Since that first house I lived in before reaching 'the age of education' I would have to wait some 40 years to find real life books again in the Montefiascone Barbarigo library in Italy.

It is difficult for me not to shed a tear for nature when culture must be saved from the onslaught of hunger, or at least appetite, that is undeniably part of real life. I feel it is time we did something for those in need for Books2Eat. But who are they?

Books are way away from edible editions

The materials books are made of have a long tradition in which they have been put to all sorts of tests in order to find out about their endurance.

When properly bound they are known to withstand fire longer than a log of wood. Even the Nazis, although lacking much experience with such intellectual items, knew that their bonfires of anyone elses books would not be of much spectacular effect if built in their usual neat and orderly manner.

Given the edges were nicely painted, and even without it being a girdle book, one could have any monk swimming a river without loosing all his valued recipies to the flow.

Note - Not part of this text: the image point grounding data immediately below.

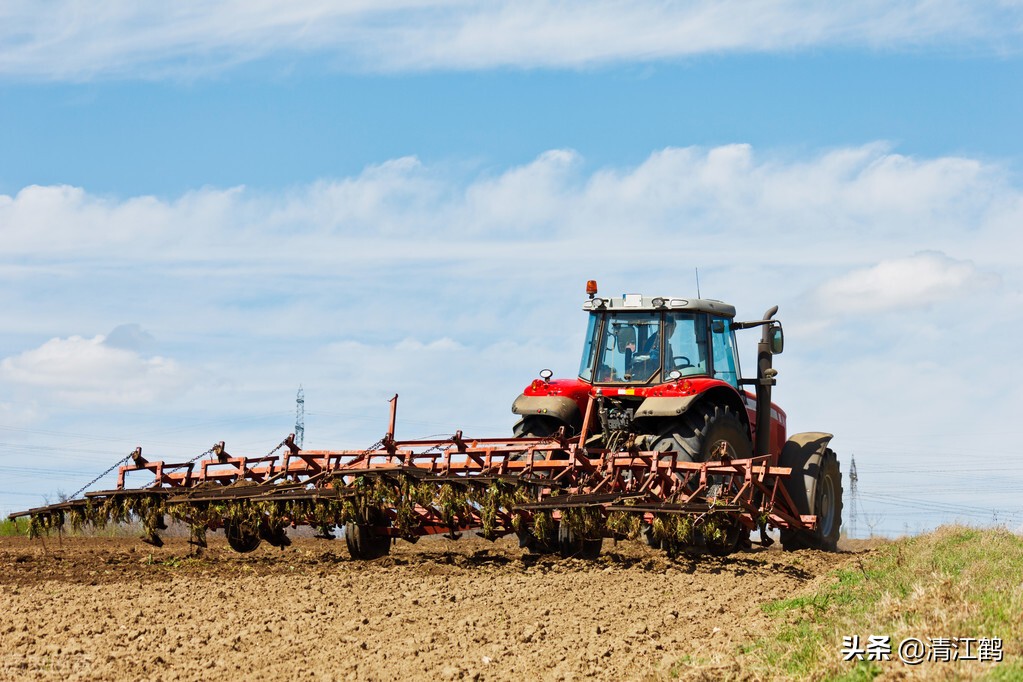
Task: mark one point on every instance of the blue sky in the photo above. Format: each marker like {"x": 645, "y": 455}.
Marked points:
{"x": 202, "y": 208}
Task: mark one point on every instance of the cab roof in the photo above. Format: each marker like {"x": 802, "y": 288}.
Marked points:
{"x": 638, "y": 302}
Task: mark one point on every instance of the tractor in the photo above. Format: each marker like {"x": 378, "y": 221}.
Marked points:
{"x": 664, "y": 375}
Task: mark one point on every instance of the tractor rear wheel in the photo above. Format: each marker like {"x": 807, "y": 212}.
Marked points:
{"x": 815, "y": 488}
{"x": 364, "y": 541}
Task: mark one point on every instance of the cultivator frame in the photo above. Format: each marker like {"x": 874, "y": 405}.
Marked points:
{"x": 554, "y": 493}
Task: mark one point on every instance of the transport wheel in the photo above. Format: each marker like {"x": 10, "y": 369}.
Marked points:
{"x": 240, "y": 538}
{"x": 652, "y": 540}
{"x": 275, "y": 536}
{"x": 571, "y": 544}
{"x": 364, "y": 542}
{"x": 534, "y": 545}
{"x": 815, "y": 488}
{"x": 726, "y": 543}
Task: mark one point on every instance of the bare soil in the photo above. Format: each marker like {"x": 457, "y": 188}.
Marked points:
{"x": 104, "y": 608}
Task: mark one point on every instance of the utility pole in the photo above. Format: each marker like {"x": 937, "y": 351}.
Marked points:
{"x": 300, "y": 417}
{"x": 853, "y": 478}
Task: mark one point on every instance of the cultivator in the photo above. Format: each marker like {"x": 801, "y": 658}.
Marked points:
{"x": 554, "y": 493}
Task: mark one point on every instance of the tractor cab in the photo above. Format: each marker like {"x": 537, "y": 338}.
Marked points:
{"x": 640, "y": 341}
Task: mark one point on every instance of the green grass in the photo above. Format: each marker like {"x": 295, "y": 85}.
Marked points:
{"x": 955, "y": 582}
{"x": 19, "y": 527}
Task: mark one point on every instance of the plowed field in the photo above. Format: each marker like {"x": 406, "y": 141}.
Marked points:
{"x": 102, "y": 608}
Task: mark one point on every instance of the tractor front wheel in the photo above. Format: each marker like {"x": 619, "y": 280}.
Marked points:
{"x": 706, "y": 433}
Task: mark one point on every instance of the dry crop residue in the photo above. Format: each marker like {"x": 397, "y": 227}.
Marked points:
{"x": 100, "y": 608}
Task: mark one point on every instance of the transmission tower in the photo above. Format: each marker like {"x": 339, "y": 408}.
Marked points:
{"x": 300, "y": 417}
{"x": 853, "y": 478}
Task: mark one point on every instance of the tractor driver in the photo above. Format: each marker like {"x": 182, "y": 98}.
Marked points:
{"x": 647, "y": 359}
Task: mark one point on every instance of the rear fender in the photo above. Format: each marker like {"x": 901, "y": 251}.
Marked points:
{"x": 803, "y": 452}
{"x": 564, "y": 409}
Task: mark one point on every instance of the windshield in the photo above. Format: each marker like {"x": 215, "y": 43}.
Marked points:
{"x": 627, "y": 347}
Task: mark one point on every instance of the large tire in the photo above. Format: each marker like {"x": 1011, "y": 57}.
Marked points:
{"x": 815, "y": 488}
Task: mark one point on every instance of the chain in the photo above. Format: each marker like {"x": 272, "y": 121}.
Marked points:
{"x": 208, "y": 452}
{"x": 278, "y": 447}
{"x": 86, "y": 486}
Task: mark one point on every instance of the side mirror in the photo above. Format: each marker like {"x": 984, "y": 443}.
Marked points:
{"x": 776, "y": 339}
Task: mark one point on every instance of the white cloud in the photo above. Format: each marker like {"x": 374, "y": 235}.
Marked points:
{"x": 453, "y": 289}
{"x": 83, "y": 371}
{"x": 904, "y": 283}
{"x": 851, "y": 194}
{"x": 61, "y": 40}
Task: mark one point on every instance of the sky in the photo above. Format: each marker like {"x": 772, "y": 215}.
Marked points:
{"x": 206, "y": 206}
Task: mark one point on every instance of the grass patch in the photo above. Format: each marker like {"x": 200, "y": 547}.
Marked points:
{"x": 953, "y": 583}
{"x": 19, "y": 527}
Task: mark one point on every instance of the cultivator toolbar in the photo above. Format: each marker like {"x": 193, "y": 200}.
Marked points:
{"x": 553, "y": 493}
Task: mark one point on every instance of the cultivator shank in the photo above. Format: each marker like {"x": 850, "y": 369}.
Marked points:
{"x": 553, "y": 493}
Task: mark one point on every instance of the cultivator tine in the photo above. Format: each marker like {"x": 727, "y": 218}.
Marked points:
{"x": 407, "y": 489}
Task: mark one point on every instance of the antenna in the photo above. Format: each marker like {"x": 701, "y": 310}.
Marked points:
{"x": 300, "y": 417}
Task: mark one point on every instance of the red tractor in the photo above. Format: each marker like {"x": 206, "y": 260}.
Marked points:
{"x": 664, "y": 375}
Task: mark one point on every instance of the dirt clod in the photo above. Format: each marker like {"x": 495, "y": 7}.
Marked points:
{"x": 89, "y": 609}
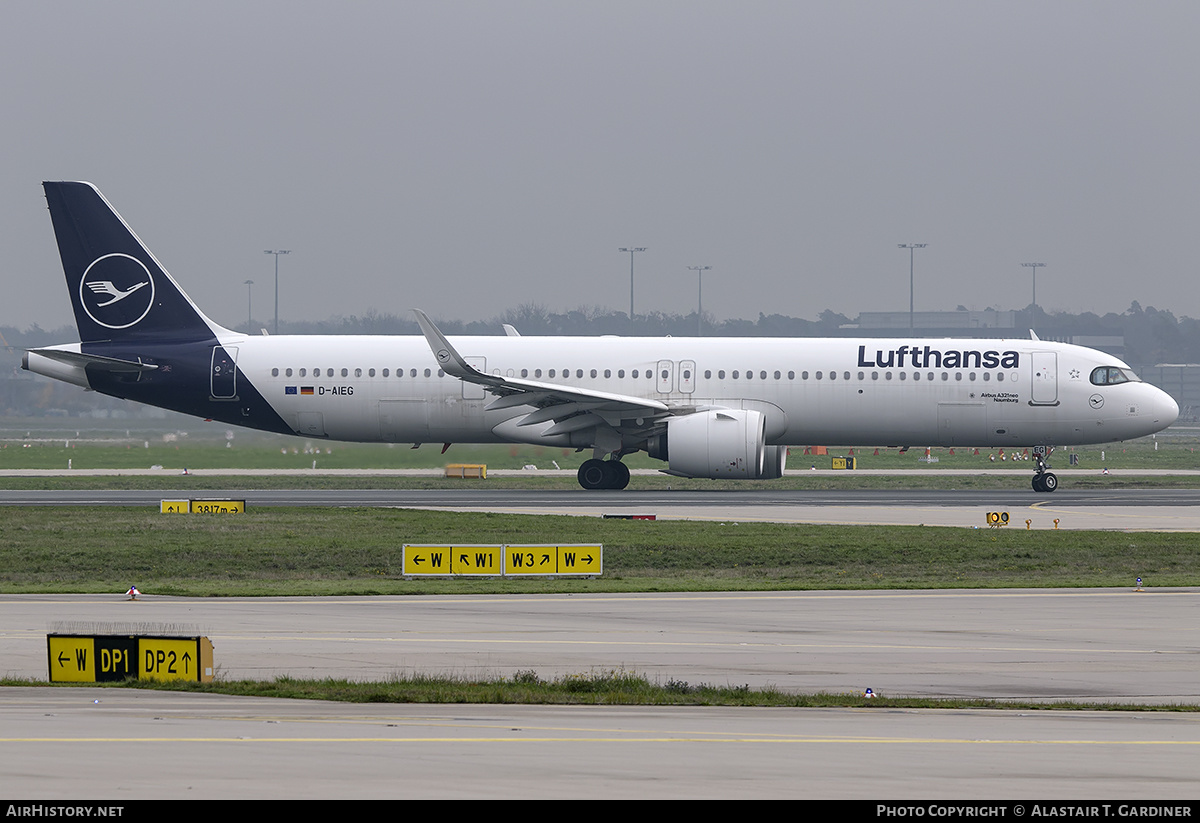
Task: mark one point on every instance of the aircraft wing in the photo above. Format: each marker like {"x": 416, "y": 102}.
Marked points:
{"x": 571, "y": 408}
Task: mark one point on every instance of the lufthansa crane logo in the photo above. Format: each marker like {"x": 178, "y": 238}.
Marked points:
{"x": 117, "y": 290}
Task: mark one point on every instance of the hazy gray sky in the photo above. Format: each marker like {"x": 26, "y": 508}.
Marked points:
{"x": 467, "y": 157}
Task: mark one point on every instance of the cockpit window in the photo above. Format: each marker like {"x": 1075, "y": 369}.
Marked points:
{"x": 1110, "y": 376}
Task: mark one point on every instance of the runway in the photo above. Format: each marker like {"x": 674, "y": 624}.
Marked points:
{"x": 1120, "y": 509}
{"x": 1103, "y": 646}
{"x": 1084, "y": 646}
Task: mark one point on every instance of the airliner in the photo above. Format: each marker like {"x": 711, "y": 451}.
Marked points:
{"x": 719, "y": 408}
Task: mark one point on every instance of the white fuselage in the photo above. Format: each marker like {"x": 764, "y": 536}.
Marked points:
{"x": 877, "y": 391}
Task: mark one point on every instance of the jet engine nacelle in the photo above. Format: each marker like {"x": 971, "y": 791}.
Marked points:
{"x": 719, "y": 444}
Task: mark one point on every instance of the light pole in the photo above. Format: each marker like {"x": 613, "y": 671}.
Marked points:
{"x": 250, "y": 306}
{"x": 912, "y": 250}
{"x": 700, "y": 296}
{"x": 631, "y": 251}
{"x": 276, "y": 252}
{"x": 1035, "y": 266}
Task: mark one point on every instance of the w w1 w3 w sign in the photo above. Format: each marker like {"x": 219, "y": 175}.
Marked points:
{"x": 503, "y": 560}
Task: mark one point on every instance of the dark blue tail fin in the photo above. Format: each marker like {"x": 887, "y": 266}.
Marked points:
{"x": 118, "y": 289}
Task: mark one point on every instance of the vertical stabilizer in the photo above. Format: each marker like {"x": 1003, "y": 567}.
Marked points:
{"x": 118, "y": 289}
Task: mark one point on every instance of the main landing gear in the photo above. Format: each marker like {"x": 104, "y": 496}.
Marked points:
{"x": 604, "y": 474}
{"x": 1043, "y": 480}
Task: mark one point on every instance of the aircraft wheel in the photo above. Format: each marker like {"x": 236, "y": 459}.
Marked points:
{"x": 594, "y": 474}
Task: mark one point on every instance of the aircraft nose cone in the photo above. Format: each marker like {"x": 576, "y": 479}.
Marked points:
{"x": 1168, "y": 409}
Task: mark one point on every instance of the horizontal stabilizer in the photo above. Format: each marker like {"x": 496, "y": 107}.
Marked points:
{"x": 94, "y": 360}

As such the edibility of books would be the first thing to rule out. In human history periods of hunger are so much part of every day life, that a culture built on collective memory stored in edible books would not do at all.

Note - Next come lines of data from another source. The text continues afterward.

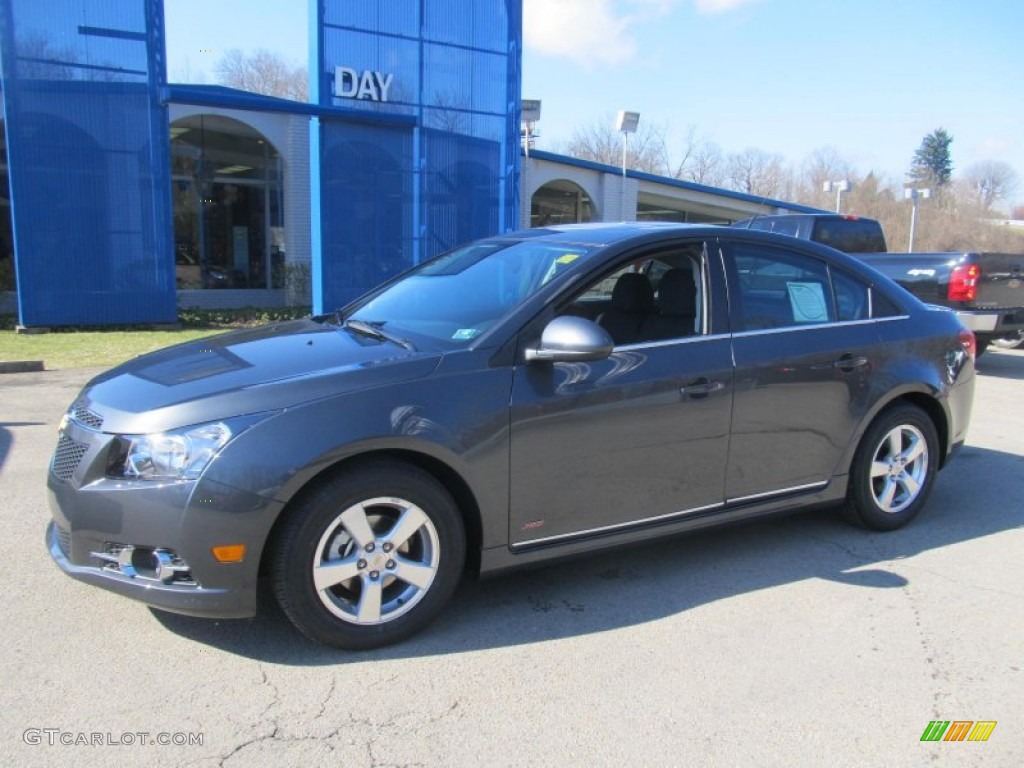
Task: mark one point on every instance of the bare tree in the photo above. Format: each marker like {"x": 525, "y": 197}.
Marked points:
{"x": 990, "y": 180}
{"x": 263, "y": 72}
{"x": 756, "y": 172}
{"x": 701, "y": 160}
{"x": 600, "y": 142}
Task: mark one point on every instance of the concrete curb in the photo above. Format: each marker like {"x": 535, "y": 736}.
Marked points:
{"x": 22, "y": 367}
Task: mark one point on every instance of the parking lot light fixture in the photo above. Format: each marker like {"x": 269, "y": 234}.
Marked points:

Non-humans seem to have no interest whatsoever in books other than to live in them. Under preconditioned circumstances there are two exceptions only: Anobioum Punctatum (the larveae) and Blatella Germanica L..

Extreme circumstances may force others into nibbeling, but they never really eat books: Lepisma saccharina, Stegobium paniceum L., Ptinidae, Dermestidae, and such: Dogs being bored senseless and animals in a zoo may have pleasant hours with even a simple pocket book.

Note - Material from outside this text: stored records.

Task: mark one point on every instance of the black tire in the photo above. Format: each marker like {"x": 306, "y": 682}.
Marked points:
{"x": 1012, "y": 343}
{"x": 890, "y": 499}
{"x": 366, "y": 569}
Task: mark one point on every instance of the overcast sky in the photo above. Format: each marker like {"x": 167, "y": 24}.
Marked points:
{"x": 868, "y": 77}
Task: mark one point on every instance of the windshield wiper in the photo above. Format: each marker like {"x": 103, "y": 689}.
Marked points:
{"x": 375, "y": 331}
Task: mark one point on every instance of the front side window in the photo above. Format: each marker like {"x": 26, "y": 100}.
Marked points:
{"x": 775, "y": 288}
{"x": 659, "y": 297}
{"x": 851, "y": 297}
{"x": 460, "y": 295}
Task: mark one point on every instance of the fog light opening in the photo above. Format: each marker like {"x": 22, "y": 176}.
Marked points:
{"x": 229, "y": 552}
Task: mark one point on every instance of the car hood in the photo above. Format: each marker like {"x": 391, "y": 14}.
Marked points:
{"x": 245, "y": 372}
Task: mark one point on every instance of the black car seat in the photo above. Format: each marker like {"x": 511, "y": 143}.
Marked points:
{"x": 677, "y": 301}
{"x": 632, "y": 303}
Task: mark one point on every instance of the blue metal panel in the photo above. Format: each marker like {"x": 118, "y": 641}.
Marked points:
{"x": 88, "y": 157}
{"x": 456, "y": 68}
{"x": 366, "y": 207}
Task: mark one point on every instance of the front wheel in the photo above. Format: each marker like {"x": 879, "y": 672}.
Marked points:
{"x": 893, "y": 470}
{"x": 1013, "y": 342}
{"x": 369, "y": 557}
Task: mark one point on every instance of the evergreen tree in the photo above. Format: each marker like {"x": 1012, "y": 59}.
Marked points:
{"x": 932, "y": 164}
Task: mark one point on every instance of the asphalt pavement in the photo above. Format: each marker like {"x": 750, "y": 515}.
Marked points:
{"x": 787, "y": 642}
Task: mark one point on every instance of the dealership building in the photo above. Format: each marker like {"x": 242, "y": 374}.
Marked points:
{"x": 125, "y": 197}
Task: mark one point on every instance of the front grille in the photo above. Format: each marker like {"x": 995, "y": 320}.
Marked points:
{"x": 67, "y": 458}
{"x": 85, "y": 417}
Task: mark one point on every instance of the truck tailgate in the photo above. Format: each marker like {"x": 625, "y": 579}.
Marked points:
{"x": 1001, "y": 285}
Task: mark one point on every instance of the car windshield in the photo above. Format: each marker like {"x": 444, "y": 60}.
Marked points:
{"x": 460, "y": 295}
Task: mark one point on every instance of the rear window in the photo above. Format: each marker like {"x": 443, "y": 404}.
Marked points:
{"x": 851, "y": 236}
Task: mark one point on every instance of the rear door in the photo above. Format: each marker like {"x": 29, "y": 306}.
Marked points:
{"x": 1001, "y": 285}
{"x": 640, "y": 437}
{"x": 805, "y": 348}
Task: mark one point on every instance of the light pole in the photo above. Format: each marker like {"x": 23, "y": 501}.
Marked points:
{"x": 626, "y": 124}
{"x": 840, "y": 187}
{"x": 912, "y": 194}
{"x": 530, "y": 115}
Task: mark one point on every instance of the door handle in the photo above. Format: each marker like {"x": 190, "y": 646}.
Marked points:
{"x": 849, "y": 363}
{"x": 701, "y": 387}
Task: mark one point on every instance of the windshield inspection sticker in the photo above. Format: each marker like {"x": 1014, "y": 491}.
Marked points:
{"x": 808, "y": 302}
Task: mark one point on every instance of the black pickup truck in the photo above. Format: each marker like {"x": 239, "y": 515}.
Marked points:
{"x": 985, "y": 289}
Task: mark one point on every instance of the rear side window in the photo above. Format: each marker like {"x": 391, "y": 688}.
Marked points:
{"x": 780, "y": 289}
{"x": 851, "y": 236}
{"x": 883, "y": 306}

Then again cats cannot even distinct absolute boredom from their usual life, so they could be cept for bookshelf decoration. Only last year I had an experimental display of 'Fishbooks' in the garden of my workshop: well . . ., I may hate the many 'next door cats' whose owners do not seem to be able to make any sort of an effort to 'connect' with them, so they cannot but chase birds in my garden,; but now salvation is nigh: these lazy creatures, that I have never ever seen actually catching only one of the many mice here, are scared shitless from salmon.

In order to help untidy books in defending themselves against 'horribles' there is a whole family of Cheliferidae; we may not particularly like them, but one cannot be too choosy in these matters.

Rats, mice and such may like the book materials for nesting purposes, but they would only eat the leather and glue bits.

There is of course something changing at the printers, a whole range of smelling inks: what I am waiting for is the tasting ink so that I could make my illustrated bible for the blind; the apostles being identified by their feet: I am sure pictures of the Wedding at Canaan, the story of the Rich Man Forced to Ask in the Local Have-Nots, and probably even The last Supper (mostly depicted as something of a board meeting, so not much for food really) would at last ask the animals in to indulge in their first proper book.